La relation entre Smart, issue de la bourgeoisie d’Ottawa, et Barker, poète britannique, a duré plusieurs décennies. Les amants ont eu quatre enfants que Smart a élevés seule, car le poète n’a jamais voulu quitter sa femme. Magalie Lépine-Blondeau souligne le courage de l’écrivaine, qui ne s’est jamais posée en victime durant toutes ces années.

« Cette femme était totalement en opposition avec son époque, souligne la comédienne. Et en même temps, elle était totalement prisonnière de cette époque-là. Encore aujourd’hui, ce serait subversif d’avoir une aventure sur plusieurs décennies et plusieurs continents et d’avoir des enfants avec un homme qui est déjà en couple et qui a plusieurs enfants. Mais elle l’a assumé jusqu’au bout. Dès le départ, elle savait la souffrance qui l’attendait, mais elle a marché vers son destin. »

Dans la mise en lecture imaginée par Justin Laramée, Magalie Lépine-Blondeau se promènera d’un lutrin à l’autre et sera accompagnée sur scène par le pianiste Laurier Rajotte.

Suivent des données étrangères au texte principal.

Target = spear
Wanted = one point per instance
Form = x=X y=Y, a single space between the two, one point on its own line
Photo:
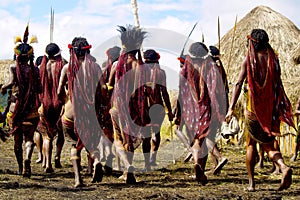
x=231 y=48
x=181 y=54
x=219 y=36
x=135 y=13
x=51 y=24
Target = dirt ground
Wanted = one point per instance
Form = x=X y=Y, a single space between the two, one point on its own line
x=168 y=181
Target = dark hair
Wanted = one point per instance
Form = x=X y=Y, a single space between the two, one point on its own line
x=151 y=55
x=52 y=49
x=114 y=53
x=38 y=60
x=260 y=39
x=198 y=49
x=214 y=51
x=78 y=43
x=23 y=52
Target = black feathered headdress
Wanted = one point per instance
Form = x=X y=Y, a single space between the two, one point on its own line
x=131 y=37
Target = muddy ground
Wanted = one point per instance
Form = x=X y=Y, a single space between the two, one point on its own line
x=168 y=181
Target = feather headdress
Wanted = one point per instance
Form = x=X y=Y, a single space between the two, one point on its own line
x=19 y=42
x=131 y=37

« Au départ, précise Justin Laramée, je voulais mélanger dans le même spectacle les poèmes de Barker, le livre de Smart ainsi que des éléments de sa biographie, pour voir ce qui pourrait se passer. Avec le temps, j’ai réalisé que c’était un texte sur la puissance féminine et sur une forme de liberté. J’en suis arrivé à la conclusion que c’était peut-être plus important de laisser la parole à Smart seule. J’ai eu envie de mettre son œuvre à elle en avant. »

Une traduction magnifique

Si Magalie Lépine-Blondeau a accepté de plonger dans ce projet, c’est aussi pour la beauté de la langue d’Elizabeth Smart. 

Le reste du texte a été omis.